Overview
This guide describes the EMERSE API, which is a HTTP-based programatic interface to EMERSE’s 3rd-party search engine Solr. The main use case of the API is to get access to the documents stored in Solr to do machine learning. The main reason you would use the EMERSE API instead of granting direct access to Solr is that EMERSE does authentication, authorization, and audit logging on the queries sent to Solr. In all other ways, the EMERSE API is a pass-through to Solr.

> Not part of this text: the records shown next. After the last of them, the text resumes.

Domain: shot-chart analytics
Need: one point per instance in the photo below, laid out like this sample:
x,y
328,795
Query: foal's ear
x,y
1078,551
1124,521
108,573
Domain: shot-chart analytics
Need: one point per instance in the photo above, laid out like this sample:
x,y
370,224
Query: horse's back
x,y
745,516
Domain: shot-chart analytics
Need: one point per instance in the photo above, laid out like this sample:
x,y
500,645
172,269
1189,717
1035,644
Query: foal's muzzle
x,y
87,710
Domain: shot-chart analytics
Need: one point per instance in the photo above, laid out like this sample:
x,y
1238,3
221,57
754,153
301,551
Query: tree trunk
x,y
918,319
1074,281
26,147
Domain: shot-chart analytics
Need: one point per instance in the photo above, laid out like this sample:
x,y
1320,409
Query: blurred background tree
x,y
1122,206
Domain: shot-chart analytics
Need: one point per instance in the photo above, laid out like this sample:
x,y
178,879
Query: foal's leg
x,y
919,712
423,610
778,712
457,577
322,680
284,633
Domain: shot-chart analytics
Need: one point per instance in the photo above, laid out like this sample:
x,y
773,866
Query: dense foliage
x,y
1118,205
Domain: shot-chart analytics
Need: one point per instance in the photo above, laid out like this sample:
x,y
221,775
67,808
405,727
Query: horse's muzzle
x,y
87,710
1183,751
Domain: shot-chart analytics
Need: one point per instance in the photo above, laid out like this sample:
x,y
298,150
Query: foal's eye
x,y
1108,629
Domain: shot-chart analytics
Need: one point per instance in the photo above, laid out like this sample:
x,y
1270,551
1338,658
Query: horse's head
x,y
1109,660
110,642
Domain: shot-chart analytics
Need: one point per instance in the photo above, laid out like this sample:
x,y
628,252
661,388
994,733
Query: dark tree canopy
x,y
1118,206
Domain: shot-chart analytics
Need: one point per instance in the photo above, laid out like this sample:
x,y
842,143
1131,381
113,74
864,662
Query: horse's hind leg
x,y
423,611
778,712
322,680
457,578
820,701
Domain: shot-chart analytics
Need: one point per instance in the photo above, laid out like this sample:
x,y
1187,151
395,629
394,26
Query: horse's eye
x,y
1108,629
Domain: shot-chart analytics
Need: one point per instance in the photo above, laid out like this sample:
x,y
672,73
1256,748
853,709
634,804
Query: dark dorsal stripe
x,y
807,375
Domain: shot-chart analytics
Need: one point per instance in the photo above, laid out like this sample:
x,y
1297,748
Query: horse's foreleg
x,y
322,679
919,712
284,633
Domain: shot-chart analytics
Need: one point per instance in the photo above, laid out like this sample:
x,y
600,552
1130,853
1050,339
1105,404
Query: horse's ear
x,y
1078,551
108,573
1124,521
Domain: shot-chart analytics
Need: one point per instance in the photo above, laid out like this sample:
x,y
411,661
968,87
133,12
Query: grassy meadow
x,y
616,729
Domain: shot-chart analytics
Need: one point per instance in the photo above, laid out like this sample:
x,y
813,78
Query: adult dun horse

Any user of the EMERSE API will need an account in EMERSE with the API_ACCESS
privilege granted. Once that privilege is granted, the user will be able to make a POST to /emerse/springmvc/api/search
. The body of the POST should be query parameters that should be sent to Solr. This means the body effectively has a content-type of application/x-www-form-urlencoded
, though the content-type header is not checked so it doesn’t need to be passed. The response is an exact copy of what Solr sent. Only the JSON format is supported. Requesting Solr to use a different response writer with &wt
will likely cause a 500 since we internally parse the JSON response and record MRNs and document IDs returned in the audit log.
Authentication
Users must also authenticate as a part of their POST. This can be done using basic authentication, or by using cookies. To use basic auth, send the `Authorization: ` header with the base64 encoding of your username and password separated by a colon, as per RFC7617.
Such a request may look like the following, where we’ve used the username emerse
and password demouser
. So, the text ZW1lcnNlOmRlbW91c2Vy
is the base64 encoding of emerse:demouser
. We also sent the Solr search parameters q=:&rows=0
to do a search for all documents, returning none of them, in order to get a count of all documents in the index.
POST /emerse/springmvc/api/search HTTP/1.1
Host: localhost:8080
Authorization: Basic ZW1lcnNlOmRlbW91c2Vy
Content-Length: 12
Content-Type: application/x-www-form-urlencoded
q=*:*&rows=0
A response to this request could look like:
HTTP/1.1 200
Content-Type: application/json;charset=UTF-8
Content-Length: 213
{
"responseHeader":{
"status":0,
"QTime":1,
"params":{
"q":"*:*",
"rows":"0"
}
},
"response":{
"numFound":635861,
"start":0,
"numFoundExact":true,
"docs":[ ]
}
}
To use cookie-based authentication, issue a POST to /emerse/login
with the JSON {"username":"USERNAME","password":"PASSWORD"}
replacing the uppercase wods with your actual username and password. Then, use the JSESSION cookie sent back in the Set-Cookie
response header.
POST /emerse/login HTTP/1.1
Host: localhost:8080
Accept: */*
Content-Length: 43
Content-Type: application/json
{"username":"emerse","password":"demouser"}
A possible response would be:
HTTP/1.1 200
Set-Cookie: JSESSIONID=B7F7756715D9165F7ABC26FA0E67D4F4; Path=/emerse; HttpOnly
Content-Type: application/json;charset=UTF-8
Content-Length: 17
{ "success":true}
Then subsequent requests should look like:
POST /emerse/springmvc/api/search HTTP/1.1
Host: localhost:8080
Cookie: JSESSIONID=B7F7756715D9165F7ABC26FA0E67D4F4
Content-Length: 12
Content-Type: application/x-www-form-urlencoded
q=*:*&rows=0
Don’t use the basic authentication header on the /emerse/login page; using basic auth prevents a session (and hence cookie) from being used.
|
Querying
Since the API in a pass-through to Solr, you should consult Solr’s documentation on how to query. However, we will go over some basics here.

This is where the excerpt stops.